-
-
Notifications
You must be signed in to change notification settings - Fork 1.7k
Description
Observed behavior
In NATS 2.12.1, with a five-node cluster and replication-factor 5, JetStream streams can end up in split-brain when a single node experiences a simulated power failure. Acknowledged records are visible to consumers connected to some nodes, but not others. This problem is readily reproducible with as little as a single process crash, and some careful process pauses before and after the crash, which helps ensure that specific nodes are the first to form a quorum. I suspect this behavior should also be possible without process pauses, but it should be significantly less frequent.

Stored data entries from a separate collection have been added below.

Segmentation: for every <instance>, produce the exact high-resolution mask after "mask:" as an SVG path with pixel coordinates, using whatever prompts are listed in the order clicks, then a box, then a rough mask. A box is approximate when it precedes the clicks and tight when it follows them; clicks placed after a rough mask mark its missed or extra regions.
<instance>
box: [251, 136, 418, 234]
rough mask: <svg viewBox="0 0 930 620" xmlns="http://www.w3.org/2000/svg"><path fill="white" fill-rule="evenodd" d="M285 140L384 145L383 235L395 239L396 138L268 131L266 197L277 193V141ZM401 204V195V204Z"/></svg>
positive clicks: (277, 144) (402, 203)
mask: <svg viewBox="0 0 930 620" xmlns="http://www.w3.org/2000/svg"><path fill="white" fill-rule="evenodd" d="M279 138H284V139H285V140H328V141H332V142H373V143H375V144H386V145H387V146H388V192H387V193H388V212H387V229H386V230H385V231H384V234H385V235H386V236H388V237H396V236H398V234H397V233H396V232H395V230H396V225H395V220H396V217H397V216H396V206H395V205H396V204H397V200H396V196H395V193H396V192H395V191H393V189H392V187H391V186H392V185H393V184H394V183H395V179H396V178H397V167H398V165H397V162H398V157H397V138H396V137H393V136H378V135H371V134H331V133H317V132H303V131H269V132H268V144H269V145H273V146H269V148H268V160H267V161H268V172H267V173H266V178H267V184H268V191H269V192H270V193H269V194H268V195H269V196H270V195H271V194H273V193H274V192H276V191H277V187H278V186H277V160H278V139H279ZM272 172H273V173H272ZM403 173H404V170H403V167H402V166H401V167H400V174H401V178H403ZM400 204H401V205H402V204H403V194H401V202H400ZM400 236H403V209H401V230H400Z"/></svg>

For example, take this test run, which killed node n3 at approximately 45 seconds, leaving n1, n2, n4, and n5 intact. Before killing n3 we paused n1 and n2, and when n3 was restarted, we resumed those nodes and paused n4 and n5.

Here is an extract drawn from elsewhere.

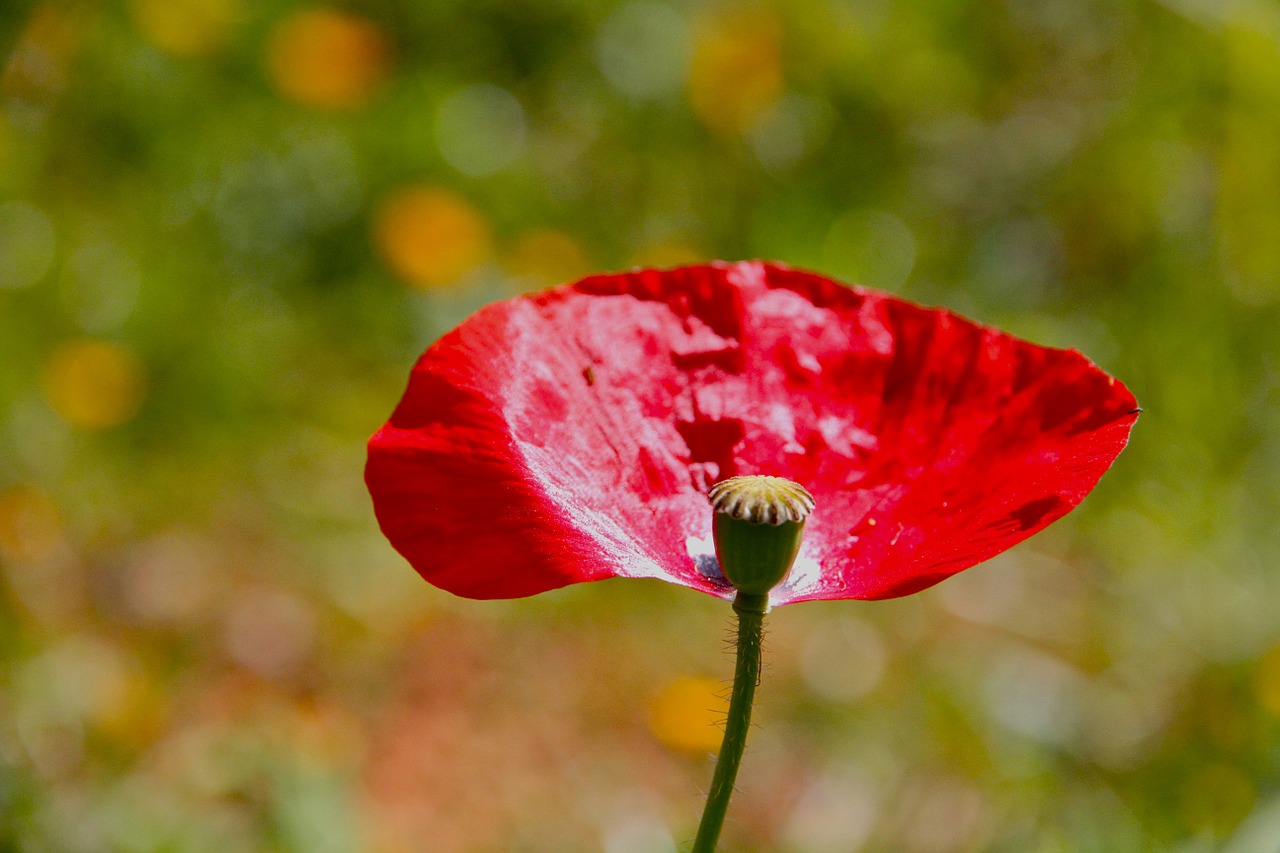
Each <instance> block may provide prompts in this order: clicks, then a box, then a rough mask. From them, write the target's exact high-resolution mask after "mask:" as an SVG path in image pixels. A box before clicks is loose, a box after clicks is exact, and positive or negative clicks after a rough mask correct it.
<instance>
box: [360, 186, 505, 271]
mask: <svg viewBox="0 0 1280 853" xmlns="http://www.w3.org/2000/svg"><path fill="white" fill-rule="evenodd" d="M374 232H375V240H376V243H378V248H379V252H380V254H381V256H383V260H384V261H385V263H387V264H388V265H389V266H390V268H392V270H394V272H396V274H397V275H399V277H401V278H403V279H404V280H406V282H408V283H410V284H413V286H415V287H438V286H440V284H448V283H451V282H454V280H457V279H458V278H461V277H462V275H465V274H466V273H467V272H470V270H471V269H474V268H475V266H477V265H480V264H481V263H484V261H485V259H486V257H488V256H489V251H490V238H489V224H488V222H486V220H485V218H484V216H483V215H481V214H480V211H479V210H476V209H475V207H472V206H471V205H470V204H468V202H467V201H466V200H463V199H461V197H458V196H456V195H453V193H452V192H448V191H445V190H438V188H434V187H411V188H408V190H403V191H401V192H399V193H397V195H394V196H392V197H390V199H389V200H388V201H387V202H385V204H384V205H383V206H381V209H380V210H379V211H378V216H376V222H375V224H374Z"/></svg>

Note that there is a brief pause (presumably for leader election) when we first pause n1 and n2. Upon killing and restarting n3 at ~45 seconds, operations fail to complete for a brief time as n3 starts up. Then the cluster begins accepting writes again.
Unfortunately, this was unsafe: n1 and n2 were missing acknowledged writes because they were paused, and n3 lost acknowledged writes, thanks to NATS' choice not to sync records to disk. Allowing n1, n2, and n3 to continue accepting writes after this time caused nodes n1 and n2 to lose roughly five seconds worth of writes immediately prior to the crash, even though those records were present on other nodes! Writes were lost both before and after acknowledged writes performed by the same process, which tells us that the log has holes in it: a violation of NATS' Linearizability claim.

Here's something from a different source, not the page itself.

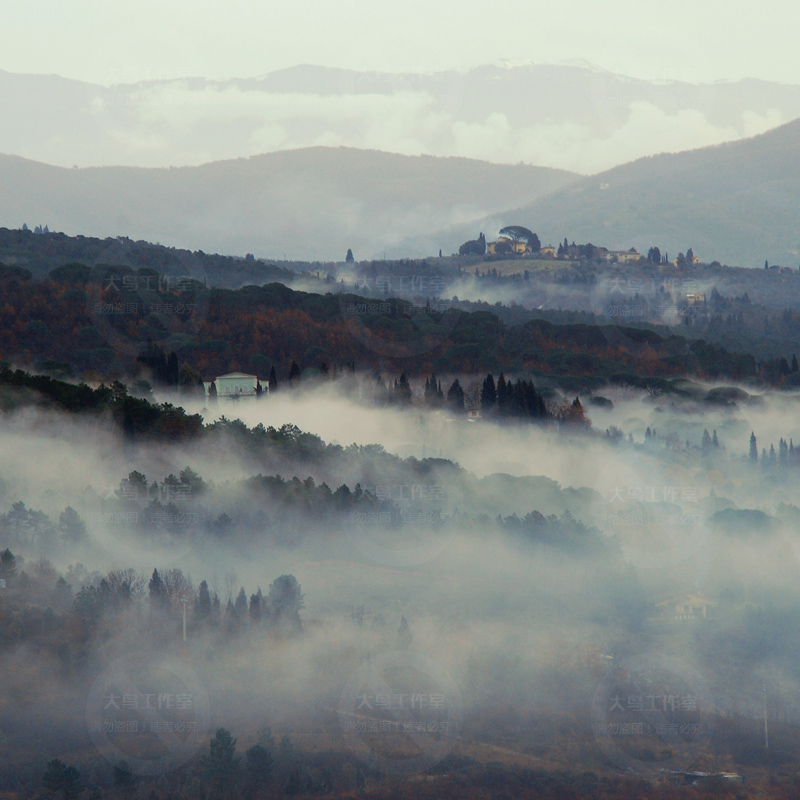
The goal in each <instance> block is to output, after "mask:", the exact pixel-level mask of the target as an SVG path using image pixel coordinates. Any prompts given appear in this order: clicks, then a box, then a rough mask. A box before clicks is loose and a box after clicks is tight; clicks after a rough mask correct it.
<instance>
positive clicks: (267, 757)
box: [245, 743, 273, 794]
mask: <svg viewBox="0 0 800 800" xmlns="http://www.w3.org/2000/svg"><path fill="white" fill-rule="evenodd" d="M272 766H273V764H272V755H271V754H270V752H269V750H267V749H266V748H265V747H263V746H262V745H261V744H260V743H259V744H256V745H253V747H251V748H250V749H249V750H248V751H247V752H246V753H245V773H246V777H247V788H248V789H249V790H250V792H251V793H253V794H256V793H257V792H258V790H259V788H260V787H261V786H263V785H264V784H265V783H267V782H268V781H269V779H270V778H271V777H272Z"/></svg>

This was meant as a specific example of #7564, which noted that JetStream will acknowledge publish calls even when nodes have not written those records to disk. This is generally unsafe in consensus systems because of scenarios like the one outlined above. However, this case actually led to replica divergence, which is even weirder--I'm filing a separate issue for it.
Sometimes records are missing on n3. In this particular case, they were missing from n1 and n4, which is particularly odd, given the structure of the process pauses. Also, a postfix was missing on n5!
The critical phenomenon here is the process crash. The pauses here are used to control which nodes can become leaders, and to broaden the windows of concurrency--both of which raise our chances to observe data loss. You can get the same effect with network partitions, and I suspect variable network latencies might be sufficient to cause this too.
Expected behavior
NATS replicas should definitely not diverge, and should also not lose data when a single node crashes.
Server and client version
NATS 2.12.1, jnats 2.24.0
Host environment
This is a cluster of LXC nodes running under Jepsen.
Steps to reproduce
With the NATS Jepsen test at 1d295bbc93620522087400660e187c1a733450c6, try:
lein run test --nemesis pause-kill --time-limit 60 --version 2.12.1 --rate 1000 --final-time-limit 30 --sync-interval 10 --lazyfs
This works with any positive sync-interval, but the default two minutes means that we have to wait two minutes before NATS does its initial sync--this shortening the interval lets us run a shorter test.